Business Associate Contracts and Other Arrangements – “A covered entity may permit a business associate to create, receive, maintain, or transmit electronic protected health information on the covered entity’s behalf only if the covered entity obtains satisfactory assurances that the business associate will appropriately safeguard the information.”

  • This would mean having written contracts with the provider’s vendors that documents their compliance with HIPAA security standard. Typically this would apply to software vendors, billing services, etc.

Physical Safeguards

Facility Access Control – “Implement policies and procedures to limit physical access to its electronic information systems and the facility or facilities in which they are housed, while ensuring that properly authorized access is allowed.”

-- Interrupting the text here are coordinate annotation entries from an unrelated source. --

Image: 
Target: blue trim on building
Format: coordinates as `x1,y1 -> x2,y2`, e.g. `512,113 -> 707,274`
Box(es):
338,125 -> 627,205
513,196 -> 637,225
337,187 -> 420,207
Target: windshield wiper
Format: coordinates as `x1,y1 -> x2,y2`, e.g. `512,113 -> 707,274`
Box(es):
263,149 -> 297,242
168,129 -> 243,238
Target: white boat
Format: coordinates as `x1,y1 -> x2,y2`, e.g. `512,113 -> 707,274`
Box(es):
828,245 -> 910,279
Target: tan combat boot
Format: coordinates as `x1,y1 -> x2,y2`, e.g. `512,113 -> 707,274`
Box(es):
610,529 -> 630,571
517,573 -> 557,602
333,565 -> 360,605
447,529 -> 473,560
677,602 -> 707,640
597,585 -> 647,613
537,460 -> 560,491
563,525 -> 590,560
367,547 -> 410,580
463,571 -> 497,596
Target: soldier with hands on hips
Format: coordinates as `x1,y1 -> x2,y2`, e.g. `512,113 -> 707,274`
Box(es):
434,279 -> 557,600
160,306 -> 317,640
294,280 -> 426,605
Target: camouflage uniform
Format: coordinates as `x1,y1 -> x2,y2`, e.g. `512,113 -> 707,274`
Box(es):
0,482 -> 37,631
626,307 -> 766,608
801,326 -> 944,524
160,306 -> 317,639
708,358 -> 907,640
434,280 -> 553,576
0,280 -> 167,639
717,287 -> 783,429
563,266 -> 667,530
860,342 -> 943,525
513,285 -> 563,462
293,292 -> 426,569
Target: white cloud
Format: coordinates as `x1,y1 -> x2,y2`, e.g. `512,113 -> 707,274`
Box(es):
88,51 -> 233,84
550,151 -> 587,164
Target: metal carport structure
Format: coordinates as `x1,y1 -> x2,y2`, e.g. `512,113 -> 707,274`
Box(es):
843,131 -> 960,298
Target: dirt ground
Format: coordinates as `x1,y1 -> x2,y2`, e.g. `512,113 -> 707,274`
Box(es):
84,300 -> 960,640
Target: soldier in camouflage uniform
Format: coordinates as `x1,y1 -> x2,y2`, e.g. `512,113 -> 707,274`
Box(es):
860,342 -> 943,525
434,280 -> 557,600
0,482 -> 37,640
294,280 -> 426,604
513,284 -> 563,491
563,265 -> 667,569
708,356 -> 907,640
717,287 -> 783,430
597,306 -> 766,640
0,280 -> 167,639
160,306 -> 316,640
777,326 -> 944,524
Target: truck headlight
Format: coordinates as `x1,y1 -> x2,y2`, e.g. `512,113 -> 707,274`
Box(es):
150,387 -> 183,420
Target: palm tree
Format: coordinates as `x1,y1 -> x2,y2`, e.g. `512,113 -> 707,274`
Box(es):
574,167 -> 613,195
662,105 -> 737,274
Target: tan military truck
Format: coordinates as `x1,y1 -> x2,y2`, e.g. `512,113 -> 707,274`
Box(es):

  • The provider office should have means to prevent unauthorized physical access, tampering, or theft of EPHI. This would include locking doors, warning signs, surveillance cameras, alarms, identification numbers, and security cables on computers. It is also suggested that the practice document specifically how modifications to the facility or building protect EPHI.M

Workstation Use – “Implement policies and procedures that specify the proper functions to be performed, the manner in which those functions are to be performed, and the physical attributes of the surroundings of a specific workstation or class of workstation that can access electronic protected health information.”

  • This would involve having security measures to protect workstations with EPHI such as having privacy screens, password protection screen savers, and logging off the workstation when not present.

Device and Media Controls – “Implement policies and procedures that govern the receipt and removal of hardware and electronic media that contain electronic protected health information into and out of a facility, and the movement of these items within the facility.”

  • The HIPAA security standard requires destruction of EPHI on equipment or media that is no longer used. An example would be software to erase hard drives when upgrading computers. Other provisions of this standard require creation of a retrievable exact copy of EPHI files before the equipment it is stored on is moved.

Technical Safeguards

Access Control – “Implement technical policies and procedures for electronic information systems that maintain electronic protected health information to allow access only to those persons or software programs that have been granted access rights as specified in 164.308(a)(4).”

  • Each user of the practice management (or other EPHI systems) should have a unique user identifier so the user activity can be tracked/logged by the system to comply with the HIPAA security standard. The system should automatically log-off users after inactivity to ensure unauthorized users don’t have access.

Person or Entity Authentication – “Implement procedures to verify that a person or entity seeking access to electronic protected health information is the one claimed.”

  • System should require that each person having access have a unique PIN or password prior to granting access.

Transmission Security – “Implement technical security measures to guard against unauthorized access to electronic protected health information that is being transmitted over an electronic communications network.”

  • Is encryption necessary to protect EPHI information transmitted between the provider’s office and outside organizations? If not, what measures are in place to the information such as password protection of documents, or prohibiting transmission of EPHI via email.

In summary, compliance with the HIPAA security standard can be demanding even for the small practice. A good idea is to become familiar with these standards and conduct an assessment of the practice (or business if it’s a business associate) systems to identify areas where changes need to be made in to meet the intent of the HIPAA security standard.